Jochen Gust: Herr Weigel, egal wo ich wohne oder wie ich lebe – Pflege und Betreuung kommen modular dazu. Ist das nicht ein toller Grundgedanke der „stambulanten Pflege“ des Bundesgesundheitsministers?

Roland Weigel: Jede Idee, die hilft, die Versäulung der Leistungsbereiche durchlässiger zu machen ist zu begrüßen. Sektorenübergreifende Gesamtversorgung diskutieren wir ja schon seit 10 Jahren und an der Sinnhaftigkeit dieses Ansatzes gibt es aus meiner Sicht keinen Zweifel. Fragen Sie aber mal die Akteure, die sich auf den Weg gemacht haben, nach ihren Erfahrungen. Alle können ihnen von einem jahrelangen Verhandlungsmarathon berichten, der extrem viele Ressourcen gebunden hat. Wir brauchen stattdessen einen radikalen Schnitt, der keine neuen Sektoren bringt, sondern die vorhandenen Leistungsbereiche zusammenführt. Der Vorschlag aus dem BMG will aber keine grundlegende Reform sondern dem sowieso schon überkomplexen System einen Sektor hinzufügen.

Jochen Gust: Bisher gibt es unter den ambulanten Wohnformen Modellprojekte, aber auch etablierte Formen – z.B. Wohngemeinschaften. Ist für Sie klar erkennbar, wie sich „stambulante Pflege“ hier einfügt – bzw. abgrenzt?

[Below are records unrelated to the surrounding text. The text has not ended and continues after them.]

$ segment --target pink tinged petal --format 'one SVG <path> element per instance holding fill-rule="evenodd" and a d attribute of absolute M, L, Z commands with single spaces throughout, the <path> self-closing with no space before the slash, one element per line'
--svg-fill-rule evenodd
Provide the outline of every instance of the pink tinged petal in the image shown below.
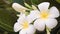
<path fill-rule="evenodd" d="M 45 29 L 45 22 L 42 19 L 37 19 L 34 22 L 34 27 L 39 30 L 39 31 L 43 31 Z"/>
<path fill-rule="evenodd" d="M 59 11 L 58 11 L 58 9 L 56 8 L 56 7 L 51 7 L 50 8 L 50 18 L 56 18 L 56 17 L 58 17 L 59 16 Z"/>
<path fill-rule="evenodd" d="M 36 29 L 34 28 L 33 25 L 30 25 L 29 28 L 27 29 L 27 34 L 34 34 Z"/>
<path fill-rule="evenodd" d="M 27 34 L 27 33 L 26 33 L 26 30 L 22 29 L 22 30 L 19 32 L 19 34 Z"/>
<path fill-rule="evenodd" d="M 46 26 L 50 29 L 53 29 L 57 25 L 57 20 L 56 19 L 47 19 L 46 20 Z"/>
<path fill-rule="evenodd" d="M 49 2 L 43 2 L 43 3 L 38 5 L 38 8 L 40 9 L 40 11 L 48 10 L 49 5 L 50 5 Z"/>
<path fill-rule="evenodd" d="M 18 32 L 19 30 L 21 30 L 22 29 L 22 26 L 19 24 L 19 23 L 15 23 L 14 24 L 14 31 L 15 32 Z"/>
<path fill-rule="evenodd" d="M 39 18 L 39 11 L 38 10 L 33 10 L 31 13 L 27 16 L 27 20 L 29 23 L 34 21 L 36 18 Z"/>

Roland Weigel: Das ist ja genau unsere Kritik an dem Ansatz. Es wäre ja zu begrüßen, wenn wir in allen Bundesländern ambulant betreute Wohngemeinschaften oder sektorenübergreifende Gesamtversorgungverträge hätten. Das BMG streut hier der Öffentlichkeit Sand in die Augen.

Roland Weigel

Jochen Gust: Könnte das Interesse der Politik hinter dieser Versorgungsform letztlich nicht eine Flexibilisierung der Zusammenarbeit zwischen ambulanten Pflegediensten und stationären Anbietern sein, um auf den Fachkräftemangel reagieren zu können? Auch die Arbeitskraft der Nutzer selbst sowie ihrer Angehörigen soll möglicherweise eingebunden werden – auch das vor dem Hintergrund des Fachkräftemangels?

Roland Weigel: Die ewige Abgrenzung von Personal und Sachmitteln zwischen den Leistungsbereichen ist doch schon lange einer der ärgerlichen Hemmschuhe bei der Entwicklung von neuen und flexiblen Versorgungsformen. Es ist vollkommen richtig über mehr Flexibilität und die Einbindung der familiären sowie zivilgesellschaftlichen Ressourcen nachzudenken. Das ist auch nicht unsere Kritik. Wir halten aber den Ansatz der Entwicklung eines zusätzlichen Sektors für grundlegend falsch. Das führt nämlich wieder nur zu ewig langen Abstimmungs- und Abgrenzungsprozessen. Dafür haben wir keine Zeit.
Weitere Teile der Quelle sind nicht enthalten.